Val inhaled sharply. “You okay?”

“You know I am.” She hesitated, considering how much she should say. If he knew Byzamoth had hurt her, he’d send every Aegis cell within a day’s travel after her. “But my secret is out.”

“What are you saying, Serena?” Val’s voice was low, controlled, and for the first time, she heard the Aegis warrior he was.

“My cloak was compromised,” she admitted. “I didn’t tell you because I didn’t want you to worry. It’s repaired now, but it was down for a time.” Now she had to hope whatever was wrong with her charm would be as easily fixed.

“You need to come home. Forget about the Aswan artifact.”

“I’m already on the train.”

“You will get off in Cairo and catch the first flight back.”

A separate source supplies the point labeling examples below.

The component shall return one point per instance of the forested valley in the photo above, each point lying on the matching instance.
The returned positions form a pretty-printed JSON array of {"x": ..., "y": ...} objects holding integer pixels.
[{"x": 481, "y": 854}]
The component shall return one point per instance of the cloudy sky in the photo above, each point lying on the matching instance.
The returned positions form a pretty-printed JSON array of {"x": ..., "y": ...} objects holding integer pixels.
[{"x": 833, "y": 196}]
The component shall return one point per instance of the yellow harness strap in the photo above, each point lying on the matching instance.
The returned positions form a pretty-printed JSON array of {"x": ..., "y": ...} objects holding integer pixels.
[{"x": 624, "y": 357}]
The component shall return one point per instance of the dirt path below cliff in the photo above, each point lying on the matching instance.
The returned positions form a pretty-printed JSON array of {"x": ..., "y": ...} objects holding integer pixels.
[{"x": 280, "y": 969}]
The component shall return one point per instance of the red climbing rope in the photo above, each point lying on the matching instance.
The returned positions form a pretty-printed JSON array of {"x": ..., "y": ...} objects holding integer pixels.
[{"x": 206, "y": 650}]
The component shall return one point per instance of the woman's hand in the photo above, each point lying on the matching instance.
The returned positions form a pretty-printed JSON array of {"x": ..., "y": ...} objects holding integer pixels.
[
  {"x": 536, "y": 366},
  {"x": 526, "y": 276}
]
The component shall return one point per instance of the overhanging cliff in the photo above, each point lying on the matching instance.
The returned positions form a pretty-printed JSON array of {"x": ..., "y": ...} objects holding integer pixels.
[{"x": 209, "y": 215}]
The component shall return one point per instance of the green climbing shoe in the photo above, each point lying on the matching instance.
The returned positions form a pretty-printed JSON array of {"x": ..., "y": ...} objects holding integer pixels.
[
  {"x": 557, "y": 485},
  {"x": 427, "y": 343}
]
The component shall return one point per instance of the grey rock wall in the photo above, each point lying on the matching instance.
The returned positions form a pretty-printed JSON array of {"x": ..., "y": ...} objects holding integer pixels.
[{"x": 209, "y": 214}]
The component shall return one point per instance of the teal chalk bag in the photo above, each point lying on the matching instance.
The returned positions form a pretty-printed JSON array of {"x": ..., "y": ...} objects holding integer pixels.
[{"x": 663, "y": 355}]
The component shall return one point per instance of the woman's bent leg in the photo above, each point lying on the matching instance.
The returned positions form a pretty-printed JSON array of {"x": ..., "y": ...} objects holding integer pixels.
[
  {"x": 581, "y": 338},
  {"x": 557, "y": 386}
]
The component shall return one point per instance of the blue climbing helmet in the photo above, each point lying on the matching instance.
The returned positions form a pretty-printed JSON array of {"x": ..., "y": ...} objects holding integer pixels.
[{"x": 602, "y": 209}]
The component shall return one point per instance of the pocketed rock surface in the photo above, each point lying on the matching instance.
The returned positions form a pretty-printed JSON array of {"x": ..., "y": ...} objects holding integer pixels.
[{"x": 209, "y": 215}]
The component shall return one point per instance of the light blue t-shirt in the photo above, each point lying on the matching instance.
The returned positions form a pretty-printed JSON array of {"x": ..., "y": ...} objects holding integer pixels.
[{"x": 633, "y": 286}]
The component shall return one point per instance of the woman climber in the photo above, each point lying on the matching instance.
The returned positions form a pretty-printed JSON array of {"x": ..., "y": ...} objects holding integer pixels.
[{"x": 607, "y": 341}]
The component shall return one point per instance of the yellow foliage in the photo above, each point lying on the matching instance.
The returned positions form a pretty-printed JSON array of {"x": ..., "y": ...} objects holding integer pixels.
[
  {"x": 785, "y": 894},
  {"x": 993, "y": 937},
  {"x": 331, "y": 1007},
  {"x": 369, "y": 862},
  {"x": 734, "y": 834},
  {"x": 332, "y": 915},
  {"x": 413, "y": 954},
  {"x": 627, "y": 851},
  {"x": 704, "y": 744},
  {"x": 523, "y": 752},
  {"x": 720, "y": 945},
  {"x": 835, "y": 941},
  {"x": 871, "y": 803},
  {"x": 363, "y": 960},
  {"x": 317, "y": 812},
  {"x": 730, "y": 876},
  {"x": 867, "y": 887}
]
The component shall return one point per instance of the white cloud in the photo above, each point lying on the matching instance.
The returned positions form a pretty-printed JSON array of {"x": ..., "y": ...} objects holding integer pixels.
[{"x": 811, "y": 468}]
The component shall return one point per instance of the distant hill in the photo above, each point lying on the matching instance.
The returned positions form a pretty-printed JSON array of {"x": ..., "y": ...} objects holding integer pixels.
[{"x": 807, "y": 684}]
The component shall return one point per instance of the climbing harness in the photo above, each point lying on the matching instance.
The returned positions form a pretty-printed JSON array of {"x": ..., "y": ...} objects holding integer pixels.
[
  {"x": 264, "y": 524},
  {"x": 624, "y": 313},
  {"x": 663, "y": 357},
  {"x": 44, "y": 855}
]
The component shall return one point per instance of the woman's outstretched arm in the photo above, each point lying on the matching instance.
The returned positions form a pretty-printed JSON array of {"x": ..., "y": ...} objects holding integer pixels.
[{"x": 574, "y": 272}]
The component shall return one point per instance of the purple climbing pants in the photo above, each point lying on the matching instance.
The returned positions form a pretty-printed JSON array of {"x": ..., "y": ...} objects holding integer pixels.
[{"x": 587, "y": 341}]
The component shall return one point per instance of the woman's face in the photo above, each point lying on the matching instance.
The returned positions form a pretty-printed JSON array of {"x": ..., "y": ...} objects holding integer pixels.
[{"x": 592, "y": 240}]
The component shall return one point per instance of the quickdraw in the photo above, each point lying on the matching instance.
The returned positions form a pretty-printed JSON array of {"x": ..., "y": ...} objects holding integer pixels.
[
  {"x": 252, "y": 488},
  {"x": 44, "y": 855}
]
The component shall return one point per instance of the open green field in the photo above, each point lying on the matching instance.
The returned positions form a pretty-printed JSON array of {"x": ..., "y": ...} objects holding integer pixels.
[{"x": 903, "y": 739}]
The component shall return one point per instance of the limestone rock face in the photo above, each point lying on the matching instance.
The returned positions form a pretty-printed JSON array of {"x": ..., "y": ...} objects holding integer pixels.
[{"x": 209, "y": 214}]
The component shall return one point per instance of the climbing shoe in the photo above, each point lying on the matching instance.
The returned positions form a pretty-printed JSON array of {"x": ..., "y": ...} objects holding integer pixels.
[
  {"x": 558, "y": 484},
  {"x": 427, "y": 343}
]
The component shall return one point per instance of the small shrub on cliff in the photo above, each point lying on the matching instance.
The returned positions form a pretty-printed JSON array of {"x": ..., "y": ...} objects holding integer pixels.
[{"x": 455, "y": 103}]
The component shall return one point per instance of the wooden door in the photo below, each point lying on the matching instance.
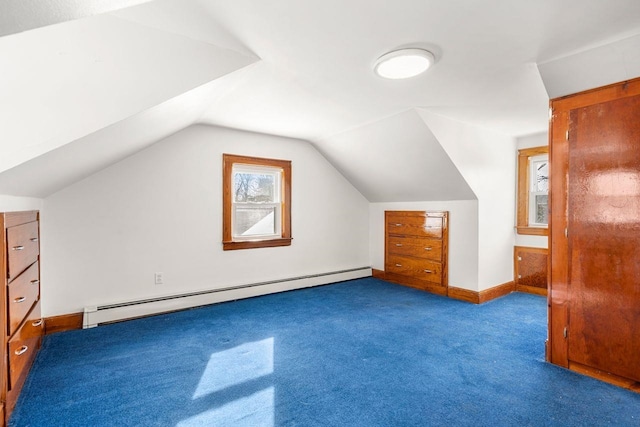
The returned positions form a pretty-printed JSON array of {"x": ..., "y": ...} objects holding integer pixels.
[{"x": 595, "y": 238}]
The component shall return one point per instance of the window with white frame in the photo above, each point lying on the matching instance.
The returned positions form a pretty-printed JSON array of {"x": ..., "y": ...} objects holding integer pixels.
[
  {"x": 539, "y": 191},
  {"x": 532, "y": 216},
  {"x": 256, "y": 202}
]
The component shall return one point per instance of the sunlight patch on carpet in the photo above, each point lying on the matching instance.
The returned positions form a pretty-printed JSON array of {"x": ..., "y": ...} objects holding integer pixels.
[
  {"x": 249, "y": 411},
  {"x": 235, "y": 366}
]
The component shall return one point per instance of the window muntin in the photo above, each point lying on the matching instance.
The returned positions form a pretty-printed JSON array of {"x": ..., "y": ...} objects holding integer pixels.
[
  {"x": 533, "y": 185},
  {"x": 256, "y": 202},
  {"x": 539, "y": 191}
]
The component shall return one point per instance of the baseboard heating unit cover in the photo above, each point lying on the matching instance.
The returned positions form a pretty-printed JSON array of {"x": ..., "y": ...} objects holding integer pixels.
[{"x": 96, "y": 315}]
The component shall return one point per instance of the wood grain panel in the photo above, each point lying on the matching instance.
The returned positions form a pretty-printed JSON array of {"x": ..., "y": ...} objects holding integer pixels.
[
  {"x": 23, "y": 247},
  {"x": 416, "y": 246},
  {"x": 420, "y": 269},
  {"x": 604, "y": 224},
  {"x": 63, "y": 323},
  {"x": 23, "y": 292},
  {"x": 589, "y": 274},
  {"x": 414, "y": 224},
  {"x": 24, "y": 344},
  {"x": 464, "y": 295}
]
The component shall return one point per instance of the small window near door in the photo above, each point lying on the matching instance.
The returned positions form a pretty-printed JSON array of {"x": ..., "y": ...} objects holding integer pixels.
[
  {"x": 256, "y": 202},
  {"x": 533, "y": 191}
]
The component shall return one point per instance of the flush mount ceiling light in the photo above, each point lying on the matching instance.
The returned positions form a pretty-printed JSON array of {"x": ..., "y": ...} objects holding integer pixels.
[{"x": 404, "y": 63}]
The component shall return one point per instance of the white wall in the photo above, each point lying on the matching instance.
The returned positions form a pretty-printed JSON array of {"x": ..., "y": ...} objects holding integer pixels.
[
  {"x": 12, "y": 203},
  {"x": 160, "y": 211},
  {"x": 529, "y": 141},
  {"x": 487, "y": 162},
  {"x": 463, "y": 237}
]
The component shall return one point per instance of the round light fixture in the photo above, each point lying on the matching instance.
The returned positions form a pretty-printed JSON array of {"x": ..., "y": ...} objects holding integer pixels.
[{"x": 404, "y": 63}]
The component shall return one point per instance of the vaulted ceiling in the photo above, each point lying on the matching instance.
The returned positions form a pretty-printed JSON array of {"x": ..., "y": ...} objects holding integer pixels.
[{"x": 85, "y": 83}]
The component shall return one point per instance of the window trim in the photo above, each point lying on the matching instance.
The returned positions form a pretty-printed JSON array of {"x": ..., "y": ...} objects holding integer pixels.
[
  {"x": 522, "y": 215},
  {"x": 228, "y": 160}
]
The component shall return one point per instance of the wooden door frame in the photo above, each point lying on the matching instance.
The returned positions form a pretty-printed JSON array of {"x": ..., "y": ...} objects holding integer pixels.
[{"x": 558, "y": 314}]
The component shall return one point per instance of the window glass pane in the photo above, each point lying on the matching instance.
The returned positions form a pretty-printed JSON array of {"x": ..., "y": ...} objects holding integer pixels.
[
  {"x": 254, "y": 188},
  {"x": 541, "y": 169},
  {"x": 542, "y": 209},
  {"x": 254, "y": 220}
]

She gazed out the window at the harsh yet beautiful landscape, a mix of golden sand and graceful trees, and shook her head. “I’m perfectly safe. And Josh is with me.”

“Josh? Why?”

“Val, come on. He was a Guardian. Who better for me to travel with?” She could practically hear the top of Val’s head blow off. Time to go. “Wow, the static is terrible. I should hang up. I’ll call you when I get the tablet.”

“Wait—”

She severed the phone link by mashing the End button with her thumb. Just to be safe, she turned off the phone completely and headed for the dining car.